In this, the eighth part in a series on the new Spatial Data types in SQL Server 2008, I'll step away from the database and do a little spatial coding using .NET.
Redistributable .NET Library
Up to this point in the series, I have demonstrated a lot of interesting (?) things that you can do with the new Spatial data types (Geometry and Geography) in SQL Server 2008. You might be thinking, "That's swell, and all, but I wish I could do some of that stuff without needing to be tethered to a database." Well, you know what? You can!
I mentioned in a previous post that the Spatial data types were implemented as SQLCLR User-Defined Types. I've since been corrected by Isaac Kunen, who stated that they are more accurately described as System-Defined Types, with the difference being that these are automatically installed and available for use as part of SQL Server 2008, regardless of whether the ENABLE CLR bit has been activated. Semantics aside, these types are merely classes within a .NET assembly, and Microsoft is making this freely available as part of a Feature Pack for SQL Server (which will be redistributable as part of your stand-alone application, according to Isaac):
SQL Server 2008 RC0 Feature Pack Download Page
(Look for "Microsoft SQL Server System CLR Types," which includes the two Spatial types plus the HierarchyID type. This link is for RC0, and may not be applicable to future versions as the product is finalized and released.)
A new feature that was included with the first Release Candidate (RC0) is the Builder API. This is a collection of interfaces and classes that helps you to construct spatial types by specifying one point at a time until all points have been added.

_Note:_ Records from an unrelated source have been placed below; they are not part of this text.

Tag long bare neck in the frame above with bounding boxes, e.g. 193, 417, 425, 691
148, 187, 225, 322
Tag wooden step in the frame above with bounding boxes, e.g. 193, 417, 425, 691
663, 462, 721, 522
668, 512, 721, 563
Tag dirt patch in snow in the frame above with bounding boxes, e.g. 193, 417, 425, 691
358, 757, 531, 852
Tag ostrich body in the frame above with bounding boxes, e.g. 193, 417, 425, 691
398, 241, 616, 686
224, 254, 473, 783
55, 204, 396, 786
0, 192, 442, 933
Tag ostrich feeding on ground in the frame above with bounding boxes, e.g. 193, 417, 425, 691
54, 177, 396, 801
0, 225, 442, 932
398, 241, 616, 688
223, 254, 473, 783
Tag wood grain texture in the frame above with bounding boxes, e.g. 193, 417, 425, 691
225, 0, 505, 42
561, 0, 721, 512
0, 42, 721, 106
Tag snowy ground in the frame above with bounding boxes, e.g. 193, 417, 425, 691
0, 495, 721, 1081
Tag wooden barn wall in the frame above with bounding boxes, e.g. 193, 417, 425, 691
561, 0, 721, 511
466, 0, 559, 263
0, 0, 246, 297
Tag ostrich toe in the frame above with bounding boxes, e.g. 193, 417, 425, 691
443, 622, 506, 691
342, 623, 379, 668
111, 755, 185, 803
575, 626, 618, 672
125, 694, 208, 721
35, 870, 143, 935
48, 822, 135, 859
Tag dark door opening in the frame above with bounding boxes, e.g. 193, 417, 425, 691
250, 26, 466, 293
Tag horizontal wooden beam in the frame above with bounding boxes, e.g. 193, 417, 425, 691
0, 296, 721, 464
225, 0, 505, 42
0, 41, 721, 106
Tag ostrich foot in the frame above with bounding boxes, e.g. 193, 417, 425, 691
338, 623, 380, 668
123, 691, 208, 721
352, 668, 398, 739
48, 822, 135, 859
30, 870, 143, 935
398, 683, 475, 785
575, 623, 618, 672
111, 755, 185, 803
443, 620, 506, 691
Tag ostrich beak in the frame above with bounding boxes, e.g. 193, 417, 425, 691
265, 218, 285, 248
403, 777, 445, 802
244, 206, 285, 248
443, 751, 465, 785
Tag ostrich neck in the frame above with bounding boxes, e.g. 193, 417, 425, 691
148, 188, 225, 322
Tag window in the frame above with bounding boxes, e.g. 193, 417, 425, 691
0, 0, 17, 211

The Builder API is not only useful for creating new instances of spatial data, but also for consuming existing instances one point at a time (maybe to convert an instance into another format). Documentation is light at the moment, so I'm still trying to grok exactly how to best utilize it.
For my first experiment with the API, I obtained some Zip Code Boundary data in ASCII format from the U.S. Census Bureau:
My goal was to parse the data, and then create a new SqlGeography instance for each zip code. (Note: SqlGeography is the .NET class name that T-SQL refers to simply as Geography). The SqlGeographyBuilder class proved to be perfect for accomplishing this task.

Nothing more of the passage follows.